Low & Bonar tumbles as it warns on profits, announces CEO departure
Low & Bonar was under the cosh on Monday as it warned on profits and announced the departure of its chief executive officer, Philip de Klerk.
The company said the ongoing trade spat between the US and Chinese had created "significant" uncertainty in the Chinese market, denting second-quarter sales in Asia Pacific, which are currently behind the same period a year ago.
Low & Bonar said that while the performance in the second quarter to date has been stronger than the first, the rate of improvement is below that expected due to continued weakness in the some of its end markets and the slow recovery of customer confidence in the coated technical textiles (CTT) division.
It added that although progress is being made in the CTT segment, it will take longer than expected to regain customer loyalty and improve sales.
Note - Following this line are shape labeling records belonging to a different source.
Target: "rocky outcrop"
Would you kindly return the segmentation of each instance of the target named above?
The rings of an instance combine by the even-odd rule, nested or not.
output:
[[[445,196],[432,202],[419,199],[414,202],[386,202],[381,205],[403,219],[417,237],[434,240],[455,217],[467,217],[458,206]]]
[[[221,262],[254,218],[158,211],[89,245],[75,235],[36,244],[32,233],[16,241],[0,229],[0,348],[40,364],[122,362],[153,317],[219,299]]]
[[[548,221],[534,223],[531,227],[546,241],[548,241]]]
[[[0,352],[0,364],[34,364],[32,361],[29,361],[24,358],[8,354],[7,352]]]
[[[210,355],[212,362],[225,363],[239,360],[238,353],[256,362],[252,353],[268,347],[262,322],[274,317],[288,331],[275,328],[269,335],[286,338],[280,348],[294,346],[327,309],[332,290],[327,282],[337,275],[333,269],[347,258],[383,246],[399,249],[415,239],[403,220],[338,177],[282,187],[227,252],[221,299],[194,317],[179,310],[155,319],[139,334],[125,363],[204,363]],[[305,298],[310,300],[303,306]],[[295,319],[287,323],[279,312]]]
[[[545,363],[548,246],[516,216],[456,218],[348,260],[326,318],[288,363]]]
Weak demand in transport markets, notably Germany and Eastern Europe, has also been a headwind.
As a result, the group - which already warned on profits last month - expects its first-half performance to be "materially" behind that of the previous year.
"The board continues to expect the improving sales trend to underpin a stronger second half, helped by the usual seasonality in the business, and also supported by further cost reductions already in process. In light of current trading and ongoing weakness in certain markets, the board has lowered its expectations of full year performance."
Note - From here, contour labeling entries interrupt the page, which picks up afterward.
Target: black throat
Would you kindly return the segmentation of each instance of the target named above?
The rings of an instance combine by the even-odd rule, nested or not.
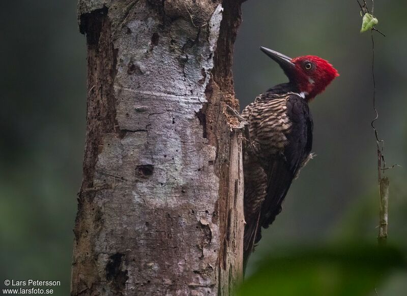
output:
[[[277,84],[275,86],[268,89],[267,92],[271,92],[275,94],[283,94],[287,92],[299,93],[300,90],[294,83],[287,82],[287,83]]]

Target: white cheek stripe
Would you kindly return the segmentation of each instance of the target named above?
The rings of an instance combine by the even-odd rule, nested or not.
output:
[[[299,95],[300,96],[301,96],[303,98],[305,98],[305,96],[307,95],[308,94],[308,93],[306,91],[302,91],[300,93],[298,93],[298,92],[290,92],[289,93],[293,93],[294,94],[297,94],[297,95]]]

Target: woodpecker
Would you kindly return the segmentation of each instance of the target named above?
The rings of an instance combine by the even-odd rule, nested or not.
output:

The company also said on Monday that CEO Philip de Klerk will step down on 1 July. The search for a successor will not be kicked off immediately and the situation will be reviewed later in the year.
The current non-executive chairman of the board, Daniel Dayan, will become executive chairman on 2 July 2019.
Low & Bonar said a change of leadership was "required to accelerate delivery of the transformation programme initiated in late 2018".
"In addition to implementing performance improvement and cost reduction initiatives, the board will focus on completing the disposal of the civil engineering division and on exploring other opportunities to maximise shareholder value in the short-term," it added.
At 1040 BST, the shares were down 28% to 10.50p.
Canaccord Genuity, which rates the stock at 'buy' but cut its price target to 20p from 26p, said it now expects revenue to drop around 8% year-on-year in the first half from 6% previously, and for the group to be "moderately" loss-making in the period.
Broker Peel Hunt cut its estimate for November 2019 pre-tax profit by 45% to £9m and its November 2020 pre-tax profit estimate by 40% to £12m, as it downgraded its recommendation on the stock to 'hold' from 'buy' pending the disposal of the Civils business, to relieve the balance sheet pressure, and improved operating performance at CTT.